There is something in men and women that desires control over our circumstances. We don’t want to be manipulated, we want freedom to forge our own destiny. Christians understand that this desire can be traced all the way back to the Garden of Eden where Adam and Eve made a conscious choice to rebel. In a sense, our first parents said to God, “not your will but mine be done.”
But when we encounter a natural disaster or a rampaging disease, our illusion of control is temporarily stripped away. In the case of COVID-19, our current pandemic, we fight an enemy that we can’t even see.
Certainly, we must do everything we can to stop the spread of this disease. We need to exercise our creativity to find a cure and heal those who have been infected. Our mandate to do this can be traced to creation, when God tasked us with subduing the earth.
But, as Christians, we need to do these things with the reminder that we are under-creators, we are to be in submission to the ultimate Creator, God.
My prayer in response to the COVID-19 virus is two-fold. First, I pray that the spread of this horrible disease is stopped quickly and that we can prevent further loss of life.

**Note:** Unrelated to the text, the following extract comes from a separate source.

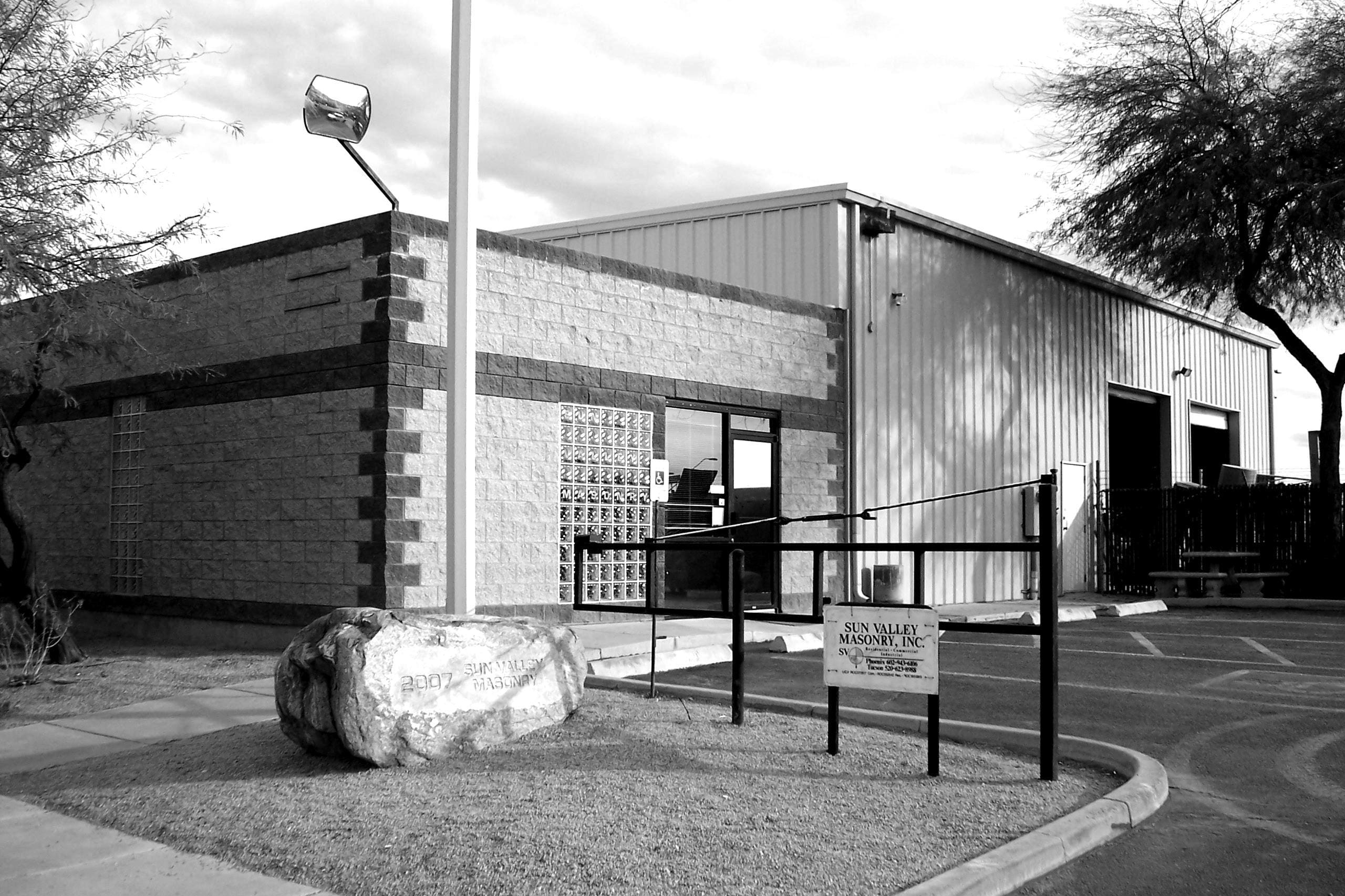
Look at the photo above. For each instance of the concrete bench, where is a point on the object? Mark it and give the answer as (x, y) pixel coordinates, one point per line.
(1173, 583)
(1251, 584)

The second part of my prayer is that we learn from this that while we have some control as part of our mandate to subdue the earth, we do not have complete or ultimate control. I pray that many will turn back to our creator in acknowledgment that only He brings order out of the chaos.

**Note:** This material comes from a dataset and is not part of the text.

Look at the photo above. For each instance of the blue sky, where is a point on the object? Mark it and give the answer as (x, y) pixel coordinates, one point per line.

None of us know how this disease will impact us individually or as a society. All we know for sure is that for some amount of time, we cannot go about doing the things we were doing only a month ago. Our lives have been disrupted and real people will be going through real pain as a result.

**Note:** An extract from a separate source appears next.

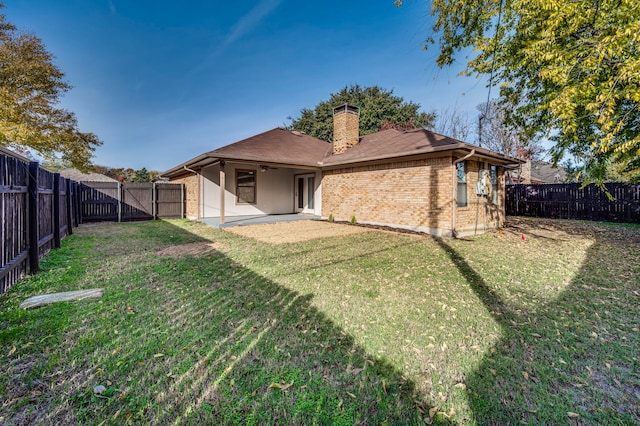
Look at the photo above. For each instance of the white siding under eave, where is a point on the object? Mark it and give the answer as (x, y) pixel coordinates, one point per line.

But my hope is that in our pain and as a result of the disruption, we turn to our Heavenly Father as the ultimate source of comfort. The words of the first question of the Heidelberg Catechism come to mind and I will close with them:
Q. What is your only comfort in life and in death?
Copied from The Reformed Church in Ameria web site.
A. That I am not my own, but belong — body and soul, in life and in death —to my faithful Savior, Jesus Christ.
He has fully paid for all my sins with his precious blood and has set me free from the tyranny of the devil. He also watches over me in such a way that not a hair can fall from my head without the will of my Father in heaven; in fact, all things must work together for my salvation.
Because I belong to him, Christ, by his Holy Spirit, assures me of eternal life and makes me wholeheartedly willing and ready from now on to live for him.